Dallas cop charged with murder for killing Botham Jean

By George Chalmers
December 24, 2018

DALLAS — Cop Amber Guyger was charged with murder Nov. 30 in the shooting here of 26-year-old Botham Jean on Sept. 6.

Guyger, who entered Jean’s apartment as he was watching football, shot him twice. She claimed the killing was a tragic error, that she went into the apartment by mistake and took him for an intruder. She lives on the floor directly below in the same downtown building.

Other residents told authorities they heard the cop yelling for Jean to let her in and then shooting him without any notice.

Guyger was charged with manslaughter three days after the killing. She was fired by Dallas police after weeks of protests. The case was brought to a grand jury in November, which upped the charge to murder. After being booked, Guyger posted $200,000 bail, in addition to $300,000 on the original charge, and was released.

Botham Jean was from St. Lucia in the Caribbean and worked in Dallas as an accountant. He was also a part-time preacher and song leader at the Dallas West Church of Christ. Fifteen hundred people attended his memorial service in Richardson, Texas, Sept. 13.

Allison Jean, Botham Jeans’s mother, told the press that she knew her son was a victim of murder “from the very start.” 

Jean’s mother is a former government official in St. Lucia. When his body was returned to the island nation for burial, the memorial meeting was full, with a crowd standing outside in his honor.

The Dallas Morning News reported this appears to be only the second time in at least 45 years that a Dallas cop has been charged with murder. The last time was in 1973 when officer Darrell Cain put 12-year-old Santos Rodriguez in handcuffs and played Russian roulette with him until Cain’s gun shot the youth in the head.

The killing provoked widespread protests, strengthening the Chicano rights movement across the country. Cain was convicted, but served only half of a five-year sentence. 

Dallas County District Attorney Faith Johnson said it would be at least a year before Guyger goes on trial. 
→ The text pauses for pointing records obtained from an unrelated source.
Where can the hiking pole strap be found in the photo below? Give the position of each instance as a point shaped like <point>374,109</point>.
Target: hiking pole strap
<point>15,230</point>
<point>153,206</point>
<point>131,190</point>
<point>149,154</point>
This author and other members of the Socialist Workers Party here discuss the murder of Botham Jean with workers as we knock on doors to introduce the party and its literature. “Murder was the charge, but knowing the Dallas police, if she is convicted they will find a way to make it manslaughter, or a lesser charge,” Dwight Vaughn told us. “She pretended like she thought it was her apartment but she knew which one she was going in. It’s up to a jury, but to me it looks like premeditated murder.”

“I think the grand jury charge of murder is very appropriate,” John Davis from West Dallas told us. “Because she has a badge she drew her gun and shot.”